- Kanmer Location within India
- Coordinates: 23°25′4.44″N 70°51′48.24″E﻿ / ﻿23.4179000°N 70.8634000°E
- Country: India
- Province: Gujarat
- Time zone: UTC+5.30 (Indian Standard Time)

= Kanmer =

Kanmer, locally known as Bakar Kot, is an archaeological site belonging to Indus Valley civilization, located in Rapar Taluk, Kutch District, Gujarat, India.

==Excavation==
An Indo-Japanese joint excavation at Kanmer was undertaken in 2006 by the Institute of Rajasthan Studies, RIHN, JRN Rajasthan Vidyapeeth, Archeology Department, Gujarat and Japanese team.

==Architecture==
The site was strongly fortified despite being small, perhaps because it may have been located on a trade route between Sindh and Saurashtra.

==Findings==
A rich ceramic assemblage, representing the Mature Harappan culture, was found at this site.
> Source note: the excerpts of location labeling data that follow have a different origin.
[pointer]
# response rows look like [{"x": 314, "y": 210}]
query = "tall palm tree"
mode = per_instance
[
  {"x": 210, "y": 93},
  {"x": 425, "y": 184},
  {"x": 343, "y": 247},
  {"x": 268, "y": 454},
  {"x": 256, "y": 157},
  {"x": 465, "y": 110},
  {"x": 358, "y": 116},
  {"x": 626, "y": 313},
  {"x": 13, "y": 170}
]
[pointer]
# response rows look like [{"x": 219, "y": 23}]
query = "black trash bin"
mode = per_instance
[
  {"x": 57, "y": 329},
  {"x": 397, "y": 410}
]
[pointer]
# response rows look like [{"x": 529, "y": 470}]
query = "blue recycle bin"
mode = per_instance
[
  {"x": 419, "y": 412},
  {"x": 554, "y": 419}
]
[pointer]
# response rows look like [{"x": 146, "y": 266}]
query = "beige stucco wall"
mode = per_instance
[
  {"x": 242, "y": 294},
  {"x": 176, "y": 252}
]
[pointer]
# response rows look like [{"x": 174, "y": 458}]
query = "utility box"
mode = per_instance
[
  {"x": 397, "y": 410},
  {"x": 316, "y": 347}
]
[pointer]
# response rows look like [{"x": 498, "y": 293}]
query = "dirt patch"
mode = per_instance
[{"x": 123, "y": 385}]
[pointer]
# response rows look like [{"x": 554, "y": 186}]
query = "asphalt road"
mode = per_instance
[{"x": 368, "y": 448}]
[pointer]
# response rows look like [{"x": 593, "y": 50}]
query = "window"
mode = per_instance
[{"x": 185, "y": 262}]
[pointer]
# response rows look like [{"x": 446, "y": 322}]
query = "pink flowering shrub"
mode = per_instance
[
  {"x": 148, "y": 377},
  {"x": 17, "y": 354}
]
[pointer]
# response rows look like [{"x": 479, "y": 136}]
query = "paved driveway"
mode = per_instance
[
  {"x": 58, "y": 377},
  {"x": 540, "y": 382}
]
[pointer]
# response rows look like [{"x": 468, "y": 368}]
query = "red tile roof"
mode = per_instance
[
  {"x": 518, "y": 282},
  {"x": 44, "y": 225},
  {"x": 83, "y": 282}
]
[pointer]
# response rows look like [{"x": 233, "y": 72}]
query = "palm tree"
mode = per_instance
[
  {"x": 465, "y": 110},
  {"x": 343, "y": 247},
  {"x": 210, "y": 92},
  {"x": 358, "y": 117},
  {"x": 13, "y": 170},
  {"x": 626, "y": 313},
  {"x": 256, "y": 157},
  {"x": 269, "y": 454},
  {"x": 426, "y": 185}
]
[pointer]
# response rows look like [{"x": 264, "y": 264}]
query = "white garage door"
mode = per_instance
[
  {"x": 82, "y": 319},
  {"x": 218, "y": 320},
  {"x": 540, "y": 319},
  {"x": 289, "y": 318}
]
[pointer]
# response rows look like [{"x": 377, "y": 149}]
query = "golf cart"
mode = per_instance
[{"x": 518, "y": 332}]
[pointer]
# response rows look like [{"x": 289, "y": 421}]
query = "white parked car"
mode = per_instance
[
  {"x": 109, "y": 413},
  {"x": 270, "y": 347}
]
Three clay seals were found, each featuring Indus scripts, as well as central holes allowing them to function as pendants. A large number of bead-making goods — 150 stone beads and roughouts, 160 drill bits, 433 faience beads and 20,000 steatite beads — were found here, indicating the site's importance as an industrial unit. Agate quarries were also located at a distance of 20 km from the site.

==Importance==
The figures appearing on clay seals and their similarity with those of Mohenjo-daro indicate Kanmer's association with bigger trade centres like Harappa and Mohenjo-daro.